There are many N1 marker in the croatian island of Hvar....it matches the map. Some say its part of the amber trade which began around mid bronze-age times.

----------


## Petter

There are probably several waves behind N in Europe.

1. An ancient migration wave of unknown people before 6000 BC, perhaps connected to the Comb-Ceramic culture. This is the reason N is so widespread in Europe, and some of the local branches are very old, too old to be connected to 2. or 3. below. The race of this people is unkown.

2. A migration of predominately Caucasoid Uralic-speaking peoples from their Urheimat in the Volga-Ural region. The proto-Uralic language is close to proto-Indo-European, and for some reason, the Uralic group became very expansive and successful, just like its "big brother" Indo-European. This is why Latvians and Finns are so N-rich.

3. Admixture with Siberian peoples in Eastern Europe. This is how Saami have gotten their Siberian admixture, and they have in turn given it to the Finns. These Siberian people were also N-rich, further raising N in Finland.




> It is connected with the spread of Uralic languages and spreading to Europe with Kunda and comb cermic cultures 6,000-8,000ybp. U should look at eupedia Migrations maps click here. This Y DNA N is Mongliod. It is the brother of O dominte in east asia and couins of Q and R. It is why Finnish and other Uralic speaking Europeans have so much higher Mongliod admixture in aust dna than other Europeans who have about always 0%.(click here).


Siberian (not East Asian) admixture in Finns is only about 6%, while N accounts for 60% of Finnish lines. It is therefore wrong to say that the Siberian admixture is connected to high N. The Siberian admixture comes from a now vanished unrelated local Siberian population, which also happened to have high N.

----------


## Fire Haired

What test are u talking about when u say east asian not siberian.

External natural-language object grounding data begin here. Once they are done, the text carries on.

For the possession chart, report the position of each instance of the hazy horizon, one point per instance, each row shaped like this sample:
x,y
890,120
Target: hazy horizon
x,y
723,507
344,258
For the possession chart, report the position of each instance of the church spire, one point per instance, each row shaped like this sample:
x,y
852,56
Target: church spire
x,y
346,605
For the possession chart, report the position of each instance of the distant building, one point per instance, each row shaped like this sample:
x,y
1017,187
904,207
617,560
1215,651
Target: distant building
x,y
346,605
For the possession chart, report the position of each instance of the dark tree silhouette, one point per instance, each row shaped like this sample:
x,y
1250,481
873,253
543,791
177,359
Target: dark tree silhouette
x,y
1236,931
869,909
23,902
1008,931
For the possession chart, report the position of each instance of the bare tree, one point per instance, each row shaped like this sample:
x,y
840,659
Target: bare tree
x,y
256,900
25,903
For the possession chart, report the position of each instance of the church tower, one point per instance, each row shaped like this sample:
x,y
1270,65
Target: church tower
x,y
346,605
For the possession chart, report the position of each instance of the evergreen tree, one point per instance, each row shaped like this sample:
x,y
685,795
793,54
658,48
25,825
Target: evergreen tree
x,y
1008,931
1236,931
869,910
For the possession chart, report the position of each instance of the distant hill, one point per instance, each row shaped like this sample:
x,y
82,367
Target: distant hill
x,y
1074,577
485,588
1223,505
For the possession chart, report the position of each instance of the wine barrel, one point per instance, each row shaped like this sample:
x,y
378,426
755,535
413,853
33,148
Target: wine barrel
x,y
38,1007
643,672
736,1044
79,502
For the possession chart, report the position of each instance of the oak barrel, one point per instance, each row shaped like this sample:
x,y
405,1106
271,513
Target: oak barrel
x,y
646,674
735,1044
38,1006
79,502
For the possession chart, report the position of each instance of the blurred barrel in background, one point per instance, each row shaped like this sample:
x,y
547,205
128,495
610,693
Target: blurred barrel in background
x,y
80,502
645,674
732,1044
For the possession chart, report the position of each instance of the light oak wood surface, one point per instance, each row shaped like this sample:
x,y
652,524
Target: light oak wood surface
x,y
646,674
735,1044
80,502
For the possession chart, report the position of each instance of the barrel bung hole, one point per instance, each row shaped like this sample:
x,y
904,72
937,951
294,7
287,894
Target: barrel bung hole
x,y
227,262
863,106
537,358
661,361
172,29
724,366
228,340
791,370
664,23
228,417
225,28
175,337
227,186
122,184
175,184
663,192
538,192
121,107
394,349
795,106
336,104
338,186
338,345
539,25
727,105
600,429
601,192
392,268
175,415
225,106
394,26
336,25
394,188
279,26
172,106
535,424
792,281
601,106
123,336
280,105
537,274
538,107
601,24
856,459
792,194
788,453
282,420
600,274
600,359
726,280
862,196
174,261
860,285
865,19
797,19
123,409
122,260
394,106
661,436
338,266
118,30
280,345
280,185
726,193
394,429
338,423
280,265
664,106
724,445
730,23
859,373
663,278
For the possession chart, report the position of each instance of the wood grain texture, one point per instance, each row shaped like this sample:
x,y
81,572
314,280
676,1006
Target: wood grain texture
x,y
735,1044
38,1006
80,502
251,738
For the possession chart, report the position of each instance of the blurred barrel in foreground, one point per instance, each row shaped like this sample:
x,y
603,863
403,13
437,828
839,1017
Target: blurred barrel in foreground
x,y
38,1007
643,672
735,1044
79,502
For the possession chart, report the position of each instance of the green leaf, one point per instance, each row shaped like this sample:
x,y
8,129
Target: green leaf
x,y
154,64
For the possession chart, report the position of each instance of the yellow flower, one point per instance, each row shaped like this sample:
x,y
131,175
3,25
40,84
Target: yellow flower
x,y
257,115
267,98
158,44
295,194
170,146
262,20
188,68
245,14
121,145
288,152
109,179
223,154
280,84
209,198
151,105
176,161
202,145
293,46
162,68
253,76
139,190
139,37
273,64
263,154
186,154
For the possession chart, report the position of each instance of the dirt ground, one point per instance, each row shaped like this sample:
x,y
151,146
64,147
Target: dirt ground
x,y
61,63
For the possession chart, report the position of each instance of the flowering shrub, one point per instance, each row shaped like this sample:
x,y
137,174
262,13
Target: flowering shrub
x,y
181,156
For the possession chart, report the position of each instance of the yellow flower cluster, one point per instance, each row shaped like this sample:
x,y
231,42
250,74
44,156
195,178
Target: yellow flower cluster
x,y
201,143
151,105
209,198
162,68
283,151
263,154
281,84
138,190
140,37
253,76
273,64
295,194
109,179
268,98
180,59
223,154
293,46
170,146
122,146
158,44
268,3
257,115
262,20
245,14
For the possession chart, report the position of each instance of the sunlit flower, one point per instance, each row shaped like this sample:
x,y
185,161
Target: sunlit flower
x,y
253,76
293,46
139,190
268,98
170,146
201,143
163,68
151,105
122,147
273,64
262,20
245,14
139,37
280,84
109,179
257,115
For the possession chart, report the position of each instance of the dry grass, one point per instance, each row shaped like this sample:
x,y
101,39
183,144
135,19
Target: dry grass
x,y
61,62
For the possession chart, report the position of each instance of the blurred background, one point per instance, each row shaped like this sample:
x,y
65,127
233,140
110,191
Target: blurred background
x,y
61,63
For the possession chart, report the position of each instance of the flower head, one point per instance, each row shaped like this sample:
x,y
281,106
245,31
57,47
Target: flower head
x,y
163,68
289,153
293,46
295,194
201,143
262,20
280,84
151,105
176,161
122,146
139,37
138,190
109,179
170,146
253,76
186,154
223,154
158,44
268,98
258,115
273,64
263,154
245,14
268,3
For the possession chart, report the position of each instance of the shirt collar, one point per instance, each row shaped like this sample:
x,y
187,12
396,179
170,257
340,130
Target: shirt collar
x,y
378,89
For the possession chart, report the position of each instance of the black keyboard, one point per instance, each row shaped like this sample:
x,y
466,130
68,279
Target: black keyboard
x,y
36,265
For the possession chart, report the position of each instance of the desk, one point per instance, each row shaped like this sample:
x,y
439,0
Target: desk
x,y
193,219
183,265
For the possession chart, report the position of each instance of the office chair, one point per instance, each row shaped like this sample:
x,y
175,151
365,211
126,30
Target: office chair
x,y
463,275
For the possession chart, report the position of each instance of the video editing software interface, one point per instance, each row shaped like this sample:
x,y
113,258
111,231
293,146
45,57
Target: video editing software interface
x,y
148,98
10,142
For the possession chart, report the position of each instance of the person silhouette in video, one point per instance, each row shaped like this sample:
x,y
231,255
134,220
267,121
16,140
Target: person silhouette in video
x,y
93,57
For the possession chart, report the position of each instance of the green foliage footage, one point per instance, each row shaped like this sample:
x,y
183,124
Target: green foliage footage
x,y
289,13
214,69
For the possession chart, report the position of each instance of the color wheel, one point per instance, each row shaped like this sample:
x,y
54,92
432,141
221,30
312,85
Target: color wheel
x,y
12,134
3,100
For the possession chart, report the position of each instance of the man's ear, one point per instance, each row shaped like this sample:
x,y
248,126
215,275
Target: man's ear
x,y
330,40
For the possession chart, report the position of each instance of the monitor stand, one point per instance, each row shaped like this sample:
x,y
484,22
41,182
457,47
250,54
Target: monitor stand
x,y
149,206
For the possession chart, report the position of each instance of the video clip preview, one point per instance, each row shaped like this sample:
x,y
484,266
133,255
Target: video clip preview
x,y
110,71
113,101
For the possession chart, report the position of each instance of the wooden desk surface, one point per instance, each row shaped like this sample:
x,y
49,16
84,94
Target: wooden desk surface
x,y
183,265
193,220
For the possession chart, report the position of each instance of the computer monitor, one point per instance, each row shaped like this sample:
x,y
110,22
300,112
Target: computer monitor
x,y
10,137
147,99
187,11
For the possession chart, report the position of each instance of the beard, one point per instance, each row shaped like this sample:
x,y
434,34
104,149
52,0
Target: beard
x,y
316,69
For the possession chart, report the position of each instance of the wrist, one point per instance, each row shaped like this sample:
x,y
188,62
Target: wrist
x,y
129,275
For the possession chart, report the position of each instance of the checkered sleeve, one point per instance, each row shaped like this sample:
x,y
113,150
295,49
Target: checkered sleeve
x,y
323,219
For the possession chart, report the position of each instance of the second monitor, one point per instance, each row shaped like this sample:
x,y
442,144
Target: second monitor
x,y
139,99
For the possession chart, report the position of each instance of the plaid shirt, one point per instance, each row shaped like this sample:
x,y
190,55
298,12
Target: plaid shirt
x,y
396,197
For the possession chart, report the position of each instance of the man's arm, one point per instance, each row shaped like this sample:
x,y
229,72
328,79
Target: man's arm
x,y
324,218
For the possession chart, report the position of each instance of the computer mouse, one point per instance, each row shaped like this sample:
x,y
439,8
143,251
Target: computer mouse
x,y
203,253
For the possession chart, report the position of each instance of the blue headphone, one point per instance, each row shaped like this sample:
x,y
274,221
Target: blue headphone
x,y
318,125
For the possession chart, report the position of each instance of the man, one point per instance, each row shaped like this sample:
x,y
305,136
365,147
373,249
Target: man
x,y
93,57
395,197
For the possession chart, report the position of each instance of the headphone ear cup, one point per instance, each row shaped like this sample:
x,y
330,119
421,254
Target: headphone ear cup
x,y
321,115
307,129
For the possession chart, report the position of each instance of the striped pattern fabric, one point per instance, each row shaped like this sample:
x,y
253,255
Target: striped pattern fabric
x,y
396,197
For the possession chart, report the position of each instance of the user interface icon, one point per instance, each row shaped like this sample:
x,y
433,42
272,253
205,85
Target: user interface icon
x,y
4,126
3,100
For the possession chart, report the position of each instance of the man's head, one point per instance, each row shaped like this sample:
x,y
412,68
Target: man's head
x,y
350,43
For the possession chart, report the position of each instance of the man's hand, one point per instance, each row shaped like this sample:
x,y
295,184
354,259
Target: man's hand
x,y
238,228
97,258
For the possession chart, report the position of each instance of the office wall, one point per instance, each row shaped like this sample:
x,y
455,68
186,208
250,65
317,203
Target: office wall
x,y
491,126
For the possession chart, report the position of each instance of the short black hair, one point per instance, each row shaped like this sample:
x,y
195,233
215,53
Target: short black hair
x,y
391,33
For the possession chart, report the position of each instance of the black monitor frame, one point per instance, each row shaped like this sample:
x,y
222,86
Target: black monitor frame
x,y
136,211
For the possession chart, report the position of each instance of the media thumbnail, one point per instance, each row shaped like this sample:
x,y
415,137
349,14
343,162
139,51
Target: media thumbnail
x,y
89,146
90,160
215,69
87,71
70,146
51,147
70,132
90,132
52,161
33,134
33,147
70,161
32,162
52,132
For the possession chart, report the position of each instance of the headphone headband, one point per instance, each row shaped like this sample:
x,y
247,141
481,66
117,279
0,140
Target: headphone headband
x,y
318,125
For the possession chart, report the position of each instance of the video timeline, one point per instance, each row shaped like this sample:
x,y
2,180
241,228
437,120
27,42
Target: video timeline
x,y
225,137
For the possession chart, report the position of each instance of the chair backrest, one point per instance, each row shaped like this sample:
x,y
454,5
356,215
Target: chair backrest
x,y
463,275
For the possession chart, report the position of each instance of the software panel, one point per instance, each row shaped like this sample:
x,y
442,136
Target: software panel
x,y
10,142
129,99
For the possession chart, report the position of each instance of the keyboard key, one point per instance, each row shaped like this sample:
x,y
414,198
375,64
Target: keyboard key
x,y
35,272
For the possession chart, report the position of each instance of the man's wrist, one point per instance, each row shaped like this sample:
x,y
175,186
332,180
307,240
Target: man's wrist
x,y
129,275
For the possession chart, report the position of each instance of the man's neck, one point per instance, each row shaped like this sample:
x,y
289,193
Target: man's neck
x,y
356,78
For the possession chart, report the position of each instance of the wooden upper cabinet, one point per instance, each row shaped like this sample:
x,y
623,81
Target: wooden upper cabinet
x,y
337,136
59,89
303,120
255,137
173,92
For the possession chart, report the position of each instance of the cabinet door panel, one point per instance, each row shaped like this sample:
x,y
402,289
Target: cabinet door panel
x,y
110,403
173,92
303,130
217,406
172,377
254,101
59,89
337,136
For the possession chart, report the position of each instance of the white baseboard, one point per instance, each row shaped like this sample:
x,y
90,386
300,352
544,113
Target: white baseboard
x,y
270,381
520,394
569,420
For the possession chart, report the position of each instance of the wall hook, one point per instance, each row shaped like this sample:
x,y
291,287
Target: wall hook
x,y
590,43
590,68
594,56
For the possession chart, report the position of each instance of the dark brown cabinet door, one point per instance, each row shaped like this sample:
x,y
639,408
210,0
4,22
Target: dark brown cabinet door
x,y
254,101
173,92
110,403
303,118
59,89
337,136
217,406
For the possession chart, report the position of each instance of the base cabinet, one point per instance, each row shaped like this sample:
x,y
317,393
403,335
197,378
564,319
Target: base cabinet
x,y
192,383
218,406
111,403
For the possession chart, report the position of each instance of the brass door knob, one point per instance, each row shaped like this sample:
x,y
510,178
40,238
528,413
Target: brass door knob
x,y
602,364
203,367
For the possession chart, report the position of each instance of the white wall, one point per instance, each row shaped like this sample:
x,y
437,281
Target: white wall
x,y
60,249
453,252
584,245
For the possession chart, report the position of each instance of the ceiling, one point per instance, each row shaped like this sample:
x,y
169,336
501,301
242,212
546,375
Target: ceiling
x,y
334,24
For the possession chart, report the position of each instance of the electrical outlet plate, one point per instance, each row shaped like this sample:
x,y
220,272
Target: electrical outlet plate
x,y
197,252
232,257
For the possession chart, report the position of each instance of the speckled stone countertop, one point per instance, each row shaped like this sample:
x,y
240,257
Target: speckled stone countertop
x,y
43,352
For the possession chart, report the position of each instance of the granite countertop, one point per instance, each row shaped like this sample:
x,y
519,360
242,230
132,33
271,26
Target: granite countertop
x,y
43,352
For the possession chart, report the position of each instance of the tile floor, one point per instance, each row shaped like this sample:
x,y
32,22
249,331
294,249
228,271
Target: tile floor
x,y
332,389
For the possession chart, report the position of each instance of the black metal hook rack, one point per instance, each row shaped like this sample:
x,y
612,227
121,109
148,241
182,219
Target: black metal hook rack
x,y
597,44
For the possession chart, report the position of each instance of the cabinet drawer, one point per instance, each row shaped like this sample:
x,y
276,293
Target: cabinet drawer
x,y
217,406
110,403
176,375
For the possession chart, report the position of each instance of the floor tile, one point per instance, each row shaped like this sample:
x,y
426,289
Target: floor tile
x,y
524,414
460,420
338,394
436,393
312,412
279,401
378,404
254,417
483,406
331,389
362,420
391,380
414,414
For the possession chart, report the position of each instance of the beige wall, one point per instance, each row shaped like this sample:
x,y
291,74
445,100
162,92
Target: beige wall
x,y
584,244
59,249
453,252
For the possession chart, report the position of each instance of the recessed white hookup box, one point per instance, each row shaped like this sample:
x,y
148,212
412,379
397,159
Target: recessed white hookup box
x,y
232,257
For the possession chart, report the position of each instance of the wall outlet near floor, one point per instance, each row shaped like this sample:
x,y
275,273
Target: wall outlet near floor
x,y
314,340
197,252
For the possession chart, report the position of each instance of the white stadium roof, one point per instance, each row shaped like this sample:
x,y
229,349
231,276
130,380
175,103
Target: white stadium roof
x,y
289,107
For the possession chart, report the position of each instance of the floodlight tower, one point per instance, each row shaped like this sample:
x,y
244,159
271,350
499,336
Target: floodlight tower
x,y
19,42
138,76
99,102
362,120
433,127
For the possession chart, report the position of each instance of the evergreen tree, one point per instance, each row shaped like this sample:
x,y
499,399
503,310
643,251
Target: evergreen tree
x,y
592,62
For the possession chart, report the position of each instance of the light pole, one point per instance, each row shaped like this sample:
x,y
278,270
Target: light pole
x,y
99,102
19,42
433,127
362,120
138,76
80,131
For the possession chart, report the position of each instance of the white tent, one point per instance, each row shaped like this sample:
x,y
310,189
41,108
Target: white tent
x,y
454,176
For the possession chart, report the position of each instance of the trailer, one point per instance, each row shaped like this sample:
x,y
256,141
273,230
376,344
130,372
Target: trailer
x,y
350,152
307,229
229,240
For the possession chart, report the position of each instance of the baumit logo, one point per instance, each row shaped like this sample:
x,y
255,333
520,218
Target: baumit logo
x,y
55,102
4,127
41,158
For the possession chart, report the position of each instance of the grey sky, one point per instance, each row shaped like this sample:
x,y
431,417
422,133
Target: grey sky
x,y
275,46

There is no doubt Y DNA N1c1c in Finnish is connected with their mongliod aust dna results that other Europeans dont have. I know 60% of their paternal lines which is direct father line is N1c1 so what. Like i was saying before oirgnally 30,000ybp Y DNA R1 was Mongliod about 50% of Europeans have it so what. The only Y DNA haplogroup that probably originated in Europe is hg I. Y DNA N1c1 is very popular in most Urlaic speakers. It defintley is connected with Kunda and Conb Cermic cultures. Also even Hungarian Uralic even though they inter married with atives two Y DNa samples from the middle ages of their high ranking people who would have kept a more pure Uralic paternal line they had N1c. So it deifntley is also connected with Uralic languages

----------


## Petter

> There is no doubt Y DNA N1c1c in Finnish is connected with their mongliod aust dna results that other Europeans dont have. I know 60% of their paternal lines which is direct father line is N1c1 so what. Like i was saying before oirgnally 30,000ybp Y DNA R1 was Mongliod about 50% of Europeans have it so what. The only Y DNA haplogroup that probably originated in Europe is hg I.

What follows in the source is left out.